Solr's ability to store node data is most dependent on the
max_field_length setting in its /var/opt/opscode/{opscode-solr,opscode-solr4}/etc/solrconfig.xml file.

Monitoring Node Size
--------------------------

You can monitor node size by including a recipe like the following on all of your nodes.
If it appears that nodes go missing from the search index, the data gathered by this simple recipe can help diagnose the problem

node.normal['initial_size'] = JSON.pretty_generate(node).to_s.size if node['initial_size'].nil?
node.normal['current_size'] = JSON.pretty_generate(node).to_s.size

 

Good / Bad node examples.

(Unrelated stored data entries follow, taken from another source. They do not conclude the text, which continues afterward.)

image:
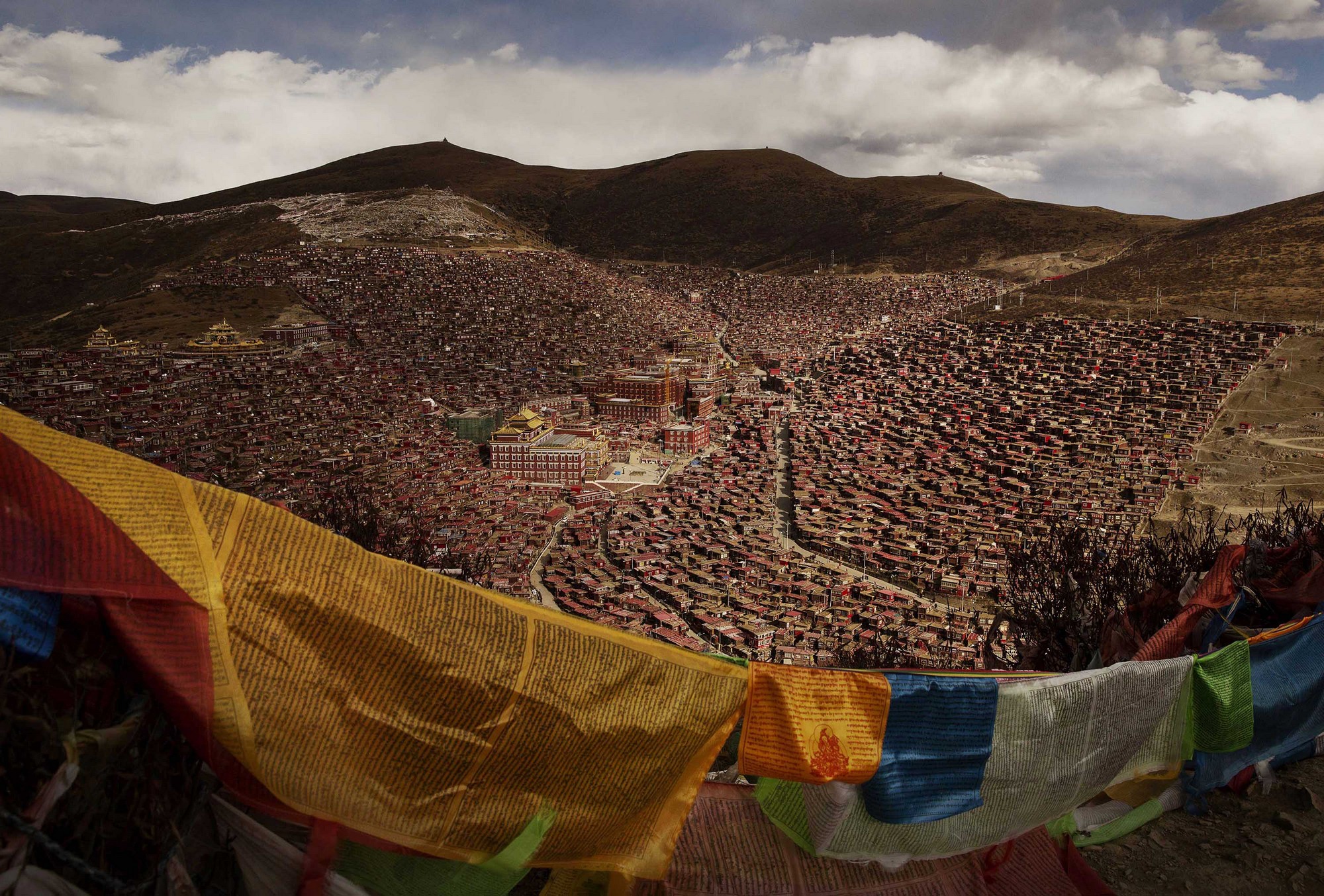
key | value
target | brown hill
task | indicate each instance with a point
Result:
(1268, 261)
(746, 208)
(32, 210)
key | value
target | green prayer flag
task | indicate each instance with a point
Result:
(784, 807)
(1142, 815)
(1223, 710)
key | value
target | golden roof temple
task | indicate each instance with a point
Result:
(224, 339)
(104, 341)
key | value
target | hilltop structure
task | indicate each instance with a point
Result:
(533, 449)
(104, 342)
(224, 339)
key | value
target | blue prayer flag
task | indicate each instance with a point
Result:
(28, 623)
(1288, 686)
(939, 737)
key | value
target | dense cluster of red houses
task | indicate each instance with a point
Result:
(487, 396)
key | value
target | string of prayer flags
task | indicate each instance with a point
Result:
(1288, 690)
(322, 681)
(1057, 743)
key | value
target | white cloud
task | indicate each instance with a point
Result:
(76, 117)
(766, 46)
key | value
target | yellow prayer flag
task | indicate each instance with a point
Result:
(814, 725)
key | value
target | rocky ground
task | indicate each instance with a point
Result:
(1264, 844)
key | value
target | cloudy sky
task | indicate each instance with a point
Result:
(1184, 109)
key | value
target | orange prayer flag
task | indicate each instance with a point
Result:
(814, 725)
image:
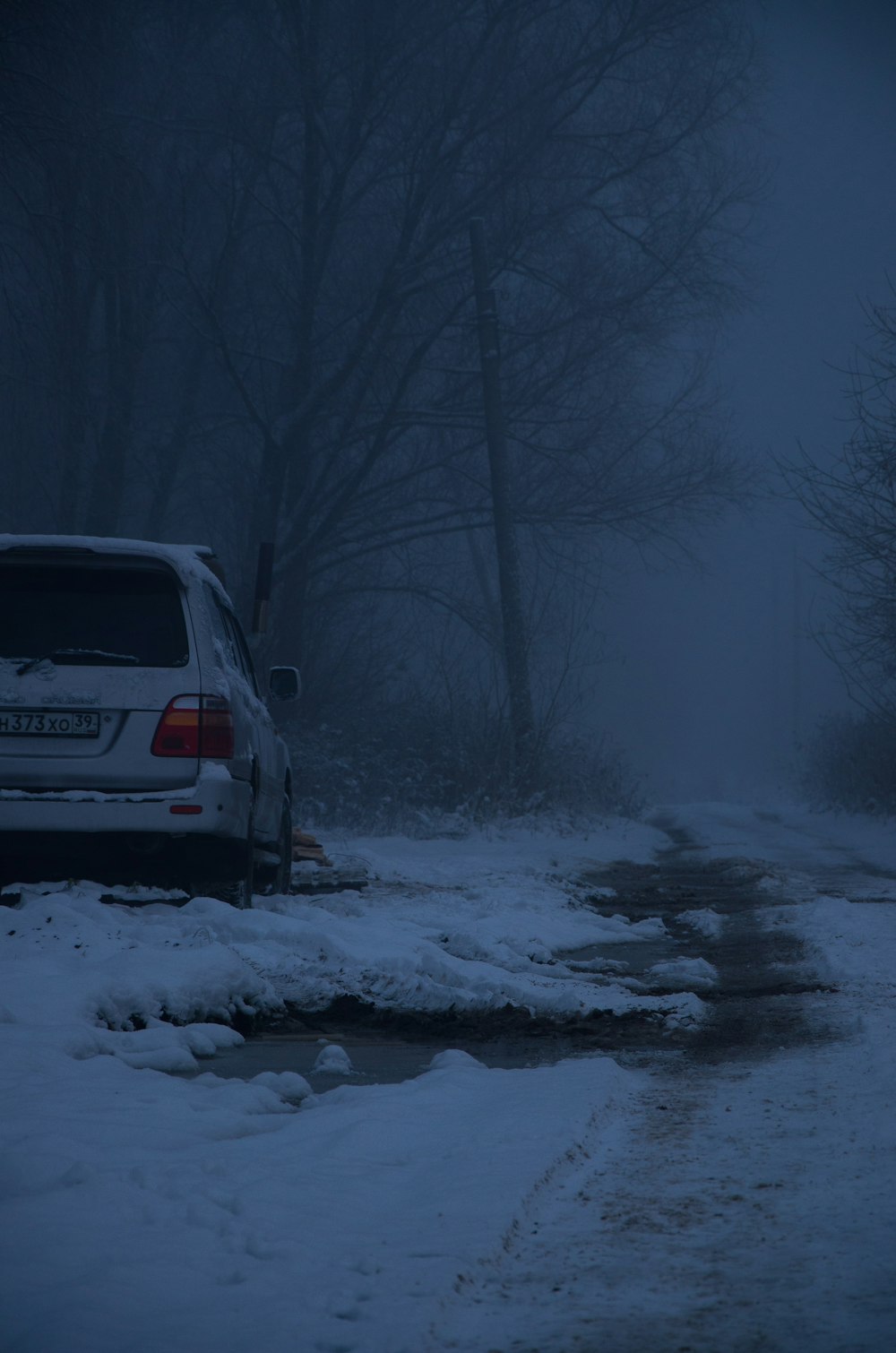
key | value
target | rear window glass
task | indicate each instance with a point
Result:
(125, 617)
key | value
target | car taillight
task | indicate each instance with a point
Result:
(195, 726)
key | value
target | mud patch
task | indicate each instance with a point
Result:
(713, 912)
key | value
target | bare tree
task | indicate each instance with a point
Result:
(851, 501)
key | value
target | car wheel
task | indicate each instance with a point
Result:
(276, 877)
(236, 891)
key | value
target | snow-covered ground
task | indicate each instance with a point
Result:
(467, 1207)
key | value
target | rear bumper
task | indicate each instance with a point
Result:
(210, 808)
(133, 836)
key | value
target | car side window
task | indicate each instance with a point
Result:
(240, 647)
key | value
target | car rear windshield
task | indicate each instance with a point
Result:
(92, 615)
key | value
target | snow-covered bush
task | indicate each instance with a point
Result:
(850, 762)
(435, 771)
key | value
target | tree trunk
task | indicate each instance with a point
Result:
(509, 582)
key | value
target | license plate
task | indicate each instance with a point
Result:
(49, 723)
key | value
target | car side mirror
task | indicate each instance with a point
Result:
(284, 684)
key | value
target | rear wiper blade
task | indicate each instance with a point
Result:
(79, 655)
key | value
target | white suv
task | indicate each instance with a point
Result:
(134, 740)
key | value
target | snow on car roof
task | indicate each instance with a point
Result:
(187, 560)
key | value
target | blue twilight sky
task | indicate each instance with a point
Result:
(713, 681)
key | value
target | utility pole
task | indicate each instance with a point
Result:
(509, 583)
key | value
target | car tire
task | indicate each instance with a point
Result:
(236, 891)
(276, 878)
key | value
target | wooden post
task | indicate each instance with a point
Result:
(509, 582)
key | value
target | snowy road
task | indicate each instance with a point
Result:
(729, 1187)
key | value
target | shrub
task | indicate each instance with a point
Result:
(435, 771)
(850, 762)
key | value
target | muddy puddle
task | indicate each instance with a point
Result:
(378, 1061)
(765, 997)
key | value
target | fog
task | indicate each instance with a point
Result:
(240, 310)
(716, 678)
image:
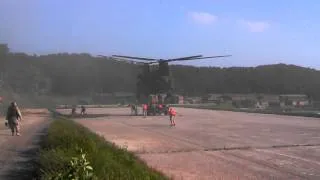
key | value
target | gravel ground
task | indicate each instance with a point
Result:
(208, 144)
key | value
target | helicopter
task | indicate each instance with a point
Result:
(158, 81)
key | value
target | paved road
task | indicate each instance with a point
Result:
(217, 144)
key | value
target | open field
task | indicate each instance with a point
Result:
(209, 144)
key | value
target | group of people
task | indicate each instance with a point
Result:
(171, 112)
(83, 110)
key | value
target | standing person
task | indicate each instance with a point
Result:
(172, 114)
(83, 110)
(13, 117)
(145, 109)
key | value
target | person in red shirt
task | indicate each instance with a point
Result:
(145, 109)
(172, 114)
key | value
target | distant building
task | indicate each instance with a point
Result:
(296, 100)
(267, 100)
(212, 98)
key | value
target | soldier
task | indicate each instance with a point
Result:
(83, 110)
(172, 114)
(13, 117)
(73, 111)
(145, 109)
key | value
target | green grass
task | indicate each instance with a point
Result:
(278, 111)
(66, 137)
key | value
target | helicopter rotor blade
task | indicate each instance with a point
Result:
(132, 61)
(187, 57)
(138, 58)
(197, 58)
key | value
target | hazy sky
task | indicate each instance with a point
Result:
(254, 32)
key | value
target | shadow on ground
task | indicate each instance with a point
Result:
(25, 166)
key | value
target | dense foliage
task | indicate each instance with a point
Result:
(71, 150)
(83, 74)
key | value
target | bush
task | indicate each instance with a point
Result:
(69, 145)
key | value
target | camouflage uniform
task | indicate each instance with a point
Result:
(13, 117)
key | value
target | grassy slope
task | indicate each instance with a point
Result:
(108, 161)
(302, 113)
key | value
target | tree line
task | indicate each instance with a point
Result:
(83, 74)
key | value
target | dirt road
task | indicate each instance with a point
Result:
(216, 144)
(18, 152)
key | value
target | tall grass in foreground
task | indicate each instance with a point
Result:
(64, 140)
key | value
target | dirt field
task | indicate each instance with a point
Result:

Tested in Chef Server 12.3.1
----------------------------------------------------------------

In Chef's search index implementation, Solr does not store fields from the node data. It just indexes characteristics of the nodes in a searchable blob, which resolves to an ID for each blob when searched. When we ask erchef to search on a particular characteristic, those IDs are the important thing that comes back
https://github.com/chef/chef-server/blob/7c1df38aee7439674972a49bc157443b5c5c9cbf/src/oc_erchef/apps/chef_index/src/chef_solr.erl#L73-L79

When erchef gets a search request, it sends it to
chef_wm_search:to_json, which ends up sending the result IDs to
chef_wm_search:make_search_results, which ends up calling
chef_wm_search:fetch_result_rows to get the rows with those IDs out
of the opscode_chef database nodes table at
https://github.com/chef/chef-server/blob/7c1df38aee7439674972a49bc157443b5c5c9cbf/src/oc_erchef/apps/oc_chef_wm/src/chef_wm_search.erl#L356

If you were to instrument the to_json, make_search_results, and
fetch_rows functions while a search for a node is occurring in erchef,
you would see something like this coming back. From this, it can be
seen that erchef uses both Solr
and Postgresql to respond to the request.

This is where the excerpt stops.